Теперь видно, как за борт неуклюже переваливается грузное тело боцмана и ногами бросается в воду худой и сутулый командир отделения рулевых старшина второй статьи Тютчев. Мины визжали совсем недалеко. Только тем, что цель слишком заманчива и ясно видна, можно объяснить причину промахов. Но «вилка» сжималась.
Смерч, выпрыгнувший из-за кормы, обдал водой и осколками все их суденышко.
Через секунду руки Баштового, будто вымоченные кровью, судорожно вцепились в поручни. Его подхватили и перевалили на палубу, следом вытащили Тютчева.

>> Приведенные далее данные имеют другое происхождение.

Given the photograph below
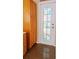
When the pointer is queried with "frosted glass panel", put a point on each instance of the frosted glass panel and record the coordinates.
(47, 23)
(45, 10)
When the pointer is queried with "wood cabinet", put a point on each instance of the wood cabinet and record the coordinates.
(30, 21)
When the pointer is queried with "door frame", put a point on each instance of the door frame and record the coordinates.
(38, 25)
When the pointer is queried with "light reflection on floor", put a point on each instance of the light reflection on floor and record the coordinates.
(41, 52)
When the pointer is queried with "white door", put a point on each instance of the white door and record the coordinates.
(47, 23)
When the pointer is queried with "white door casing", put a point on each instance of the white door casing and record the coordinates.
(40, 22)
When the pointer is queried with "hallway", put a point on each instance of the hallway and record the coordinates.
(40, 51)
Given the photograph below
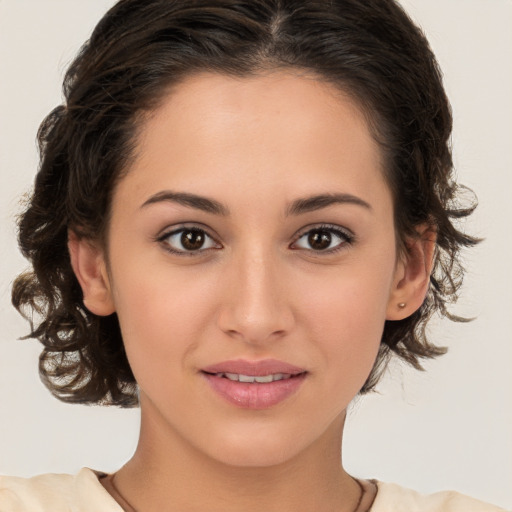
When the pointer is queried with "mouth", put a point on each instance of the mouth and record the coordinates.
(260, 379)
(254, 385)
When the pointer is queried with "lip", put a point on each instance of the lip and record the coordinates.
(254, 395)
(252, 368)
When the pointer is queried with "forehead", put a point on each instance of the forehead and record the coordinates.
(287, 130)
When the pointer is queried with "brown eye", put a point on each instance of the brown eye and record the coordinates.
(188, 240)
(192, 240)
(324, 238)
(319, 240)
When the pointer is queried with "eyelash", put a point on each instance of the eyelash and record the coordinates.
(346, 237)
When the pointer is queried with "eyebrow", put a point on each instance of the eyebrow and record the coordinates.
(297, 207)
(191, 200)
(313, 203)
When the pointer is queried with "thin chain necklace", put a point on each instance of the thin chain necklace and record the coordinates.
(362, 504)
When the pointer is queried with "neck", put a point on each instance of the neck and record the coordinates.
(167, 474)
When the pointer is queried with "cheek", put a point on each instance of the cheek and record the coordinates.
(346, 317)
(161, 317)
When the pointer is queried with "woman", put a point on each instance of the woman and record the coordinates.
(245, 209)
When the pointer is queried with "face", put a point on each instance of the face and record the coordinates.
(252, 238)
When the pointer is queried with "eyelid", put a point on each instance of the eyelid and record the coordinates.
(192, 226)
(340, 231)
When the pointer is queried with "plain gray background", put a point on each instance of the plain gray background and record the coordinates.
(450, 427)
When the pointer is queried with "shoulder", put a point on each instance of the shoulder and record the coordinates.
(55, 493)
(393, 498)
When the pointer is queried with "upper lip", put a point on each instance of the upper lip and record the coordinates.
(254, 368)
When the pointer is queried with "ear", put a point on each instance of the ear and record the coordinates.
(412, 276)
(89, 266)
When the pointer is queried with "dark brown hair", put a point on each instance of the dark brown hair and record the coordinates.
(369, 49)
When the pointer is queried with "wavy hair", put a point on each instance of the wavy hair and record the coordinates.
(369, 49)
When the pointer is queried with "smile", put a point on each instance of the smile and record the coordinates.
(262, 379)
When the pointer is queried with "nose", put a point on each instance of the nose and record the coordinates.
(256, 307)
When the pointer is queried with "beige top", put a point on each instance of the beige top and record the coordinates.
(84, 493)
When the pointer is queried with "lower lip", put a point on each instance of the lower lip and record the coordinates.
(255, 395)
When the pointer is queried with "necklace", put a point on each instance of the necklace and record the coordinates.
(364, 503)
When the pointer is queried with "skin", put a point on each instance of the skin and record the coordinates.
(256, 290)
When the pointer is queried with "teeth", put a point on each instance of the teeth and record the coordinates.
(255, 378)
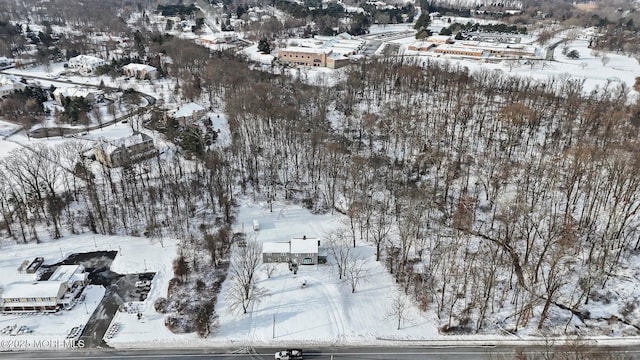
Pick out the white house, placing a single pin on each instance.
(9, 84)
(74, 92)
(58, 292)
(189, 112)
(140, 71)
(302, 251)
(125, 151)
(86, 64)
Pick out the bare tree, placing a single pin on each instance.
(339, 247)
(398, 310)
(269, 269)
(356, 272)
(244, 289)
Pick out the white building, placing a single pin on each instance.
(58, 292)
(86, 64)
(140, 71)
(189, 112)
(302, 251)
(126, 151)
(9, 84)
(74, 92)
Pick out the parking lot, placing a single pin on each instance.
(120, 289)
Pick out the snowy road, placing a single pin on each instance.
(351, 353)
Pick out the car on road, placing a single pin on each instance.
(289, 354)
(143, 283)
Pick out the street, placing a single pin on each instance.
(346, 353)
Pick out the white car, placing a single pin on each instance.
(143, 283)
(289, 354)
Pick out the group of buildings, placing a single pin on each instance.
(445, 46)
(59, 291)
(335, 52)
(87, 65)
(331, 52)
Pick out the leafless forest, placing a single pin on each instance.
(490, 198)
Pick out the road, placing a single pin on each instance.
(355, 353)
(62, 131)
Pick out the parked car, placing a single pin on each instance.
(289, 354)
(143, 283)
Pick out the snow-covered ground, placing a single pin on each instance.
(325, 312)
(589, 67)
(49, 331)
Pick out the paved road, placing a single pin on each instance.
(62, 131)
(362, 353)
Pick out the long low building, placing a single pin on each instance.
(125, 151)
(58, 292)
(302, 251)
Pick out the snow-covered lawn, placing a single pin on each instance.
(49, 331)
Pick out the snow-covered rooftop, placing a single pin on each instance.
(139, 67)
(304, 246)
(275, 247)
(34, 289)
(74, 91)
(308, 50)
(188, 110)
(66, 273)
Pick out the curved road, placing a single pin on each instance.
(62, 131)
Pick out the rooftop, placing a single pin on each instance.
(275, 247)
(35, 289)
(188, 110)
(304, 245)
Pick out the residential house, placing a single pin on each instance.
(125, 151)
(303, 251)
(189, 113)
(304, 56)
(86, 64)
(59, 94)
(9, 84)
(421, 46)
(58, 292)
(140, 71)
(276, 252)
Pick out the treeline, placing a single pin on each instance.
(176, 10)
(512, 195)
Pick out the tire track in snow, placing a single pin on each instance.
(334, 312)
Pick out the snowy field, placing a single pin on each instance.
(49, 331)
(323, 313)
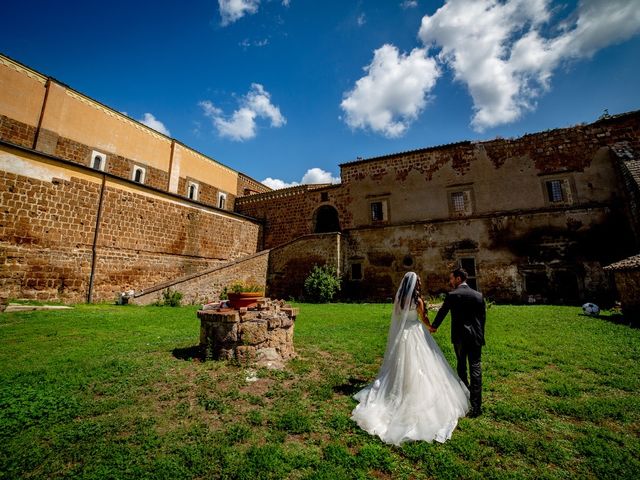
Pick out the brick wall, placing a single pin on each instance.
(47, 230)
(562, 149)
(248, 183)
(207, 285)
(289, 213)
(291, 263)
(628, 285)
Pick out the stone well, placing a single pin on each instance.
(261, 335)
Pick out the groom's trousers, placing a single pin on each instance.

— Ранены? — спросил Дубонос.
— Да, тяжело, — ответил Горигляд.
— Следующих! Надо спешить.
— Разрешите мне, товарищ командир.
— Нет, вы не пойдете, лейтенант. (Губанов стоял перед командиром, мокрый, измазанный чужой кровью.) Там нужны очень сильные руки.
Противник перенес огонь по катеру. На нем скрестились еще два прожектора. Бой разгорался. Корабли, отвалив от берега, уходили за новыми партиями морской пехоты.
Катер сбил с толку врагов. Они заподозрили какую-то новую хитрость и старались во что бы то ни стало утопить катер, повисший над портом, как привидение.
— Еще одного! — кричали Губанову снизу.
— Я пойду, товарищ командир, — вызвался Горигляд.
— Нет, — сказал Дубонос, — я сам... Мне не раз приходилось распутывать трос, черт возьми.
— Вы?! — воскликнул Горигляд.
— Да. Вы остаетесь за меня. Продолжайте огонь. Может, сумеете потушить эти проклятые свечи.
Дубонос спрыгнул с мостика. Он нагнулся, чтобы сбросить ботинки. К нему подскочил Ковтун.
— Не надо, — крикнул Ковтун, — не надо, товарищ командир!
— Что такое?
— Мы пойдем, мы...
— Ага! Понятно! — Дубонос остался в ботинках. — За мной! — приказал он Карабаке. — А вы, Ковтун, марш вниз. Чтобы, как скомандую, сразу полный вперед.
Ковтун скрылся в люке, а Дубонос и Карабака прыгнули в воду. Прошло несколько секунд, и эти несколько секунд люди катера запомнили навсегда.
И вот командир снова на палубе.
— Полный вперед! — скомандовал Дубонос.
Катер снова ожил. Палуба задрожала под ногами, и суденышко выскочило из лучей прожектора. Дубонос нагнулся над боцманом и тихо стонавшим Тютчевым и сказал им:
— Там не так-то легко было распутать эту чертову снасть.
Затем он поднялся на верхний мостик, мокрый и, казалось, дымный от испарений. С его кулаков, изрезанных о металл, сочилась кровь. Горигляд восхищенно глядел на своего командира; это было трудно заметить, но Дубонос чувствовал сердцем. Так в такие минуты всегда смотрел на него Милочкин, восторженный и храбрый юноша.
— Так нельзя, товарищ командир, — сказал лейтенант, — так никак нельзя...
— Почему?
— Команда может обидеться, товарищ командир.
— Я знаю... Но команда была занята у пушек, пулеметов, у машин. Они начали сгорать, очищая винт... Я не хотел сжигать людей, лейтенант. Они мне еще пригодятся... С сегодняшнего дня я расквитался со своей совестью. Вы должны понять почему. Милочкин понимал меня с полуслова, он понимал меня даже без слов.
— Я тоже понимаю вас, товарищ командир.
Катер приближался к базе. Он подчинялся строгому расписанию боя, который только начинался.
Люди экипажа видели, как с рассветом на мостике ясно обозначилась высокая фигура их командира.